The purpose of a real valued function is to represent the way a situation changes and the purpose of the differential calculus, the "mathematics of change", is to derive local information about (mostly gradual) changes from punctual information about that function.
The nature of the desired information depends on the situation, if only because a real number has a sign and a size. And so, the desired information can be qualitative---is \(f\) near \(x_{0}\) positive/negative? increasing/decreasing? concave up/concave down?--- or quantitative---what is the approximative value, rate of change, acceleration of \(f\) near \(x_{0}\)?
But, qualitatively, we might also want to know whether, at \(x_{0}\), \(f\) is continuous (resp. differentiable) while, quantitatively, we might ask what the jump (resp. the slope) is.

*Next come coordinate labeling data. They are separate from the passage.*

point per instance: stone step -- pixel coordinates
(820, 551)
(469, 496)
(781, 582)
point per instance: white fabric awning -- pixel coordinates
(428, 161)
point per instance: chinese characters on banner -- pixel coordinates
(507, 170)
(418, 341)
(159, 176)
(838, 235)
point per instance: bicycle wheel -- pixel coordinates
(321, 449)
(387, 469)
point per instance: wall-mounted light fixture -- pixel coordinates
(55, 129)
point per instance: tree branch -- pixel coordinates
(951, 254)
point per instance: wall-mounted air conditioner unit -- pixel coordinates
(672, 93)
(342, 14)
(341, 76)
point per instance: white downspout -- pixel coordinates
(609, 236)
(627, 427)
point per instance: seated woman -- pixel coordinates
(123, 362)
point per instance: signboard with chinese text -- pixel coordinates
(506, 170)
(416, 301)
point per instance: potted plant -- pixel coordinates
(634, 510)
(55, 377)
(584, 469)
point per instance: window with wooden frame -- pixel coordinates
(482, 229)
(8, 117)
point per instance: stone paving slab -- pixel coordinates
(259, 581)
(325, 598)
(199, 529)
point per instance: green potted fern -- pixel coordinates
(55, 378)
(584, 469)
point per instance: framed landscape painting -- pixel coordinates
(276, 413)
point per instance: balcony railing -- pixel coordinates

We hope to show that to study a function by way of its local polynomial approximations is considerably more
natural than, to quote Lagrange, "seeing derivatives in isolation". Specifically, we will argue that the systematic use of polynomial approximations has for the differential study of functions of one real variable much the same advantages that the use of decimal numbers has for the study of real numbers in that it organizes it, unifies and simplifies it «Gleason, 1967 \#34», and, moreover, extends canonically to the Frechet derivative in multi-variable calculus «Flanigan, 1971 \#78», Banach Spaces3 «Dieudonne, 1960 \#112», jets in Differential Topology «Bröcker, 1975 \#68».
Preliminaries
The definition, if not the notion, of function is deceptively simple: A function \(f \) can be as
simple as a power function or as complicated as a fractal. Thus, the general idea when discussing \(f(x_{0}+h)\), the value of \(f\) near a point \(x_{0}\), is naturally to separate the principal part, that is the part smooth enough to be relevant to the information being sought, from the remainder, that is the part too small to be significant in that regard. We thus distinguish \(P^{(n)}(h)\), a polynomial part of degree \(n\) in \(h = x-x_{0}\), and a remainder \(R_{(n)}(h)\) small enough that, compared to \(P^{(n)}(h)\) and for the given purpose, it can be neglected:
\[f(x_{0}+h) = P^{(n)}(h) + R_{(n)}(h) \]
where \(P^{(n)}(h) = A_{0} + A_{1}h + A_{2}h^{2} + ... + A_{n}h^{n}\)
and \(R_{(n)}(h) = o[h^{n}]\)
which we read as saying that \(R_{(n)}(h)\) approaches \(0\)
faster than \(h^{n}\), that is
\[
lim_{h\to0}\frac{R_{(n)}(h)}{h^{n}}=0
\]
Graphically, this means that the graph of \(R_{(n)}(h)\) is under the graph of \(h^{n}\)
in a neighborhood of \(0\).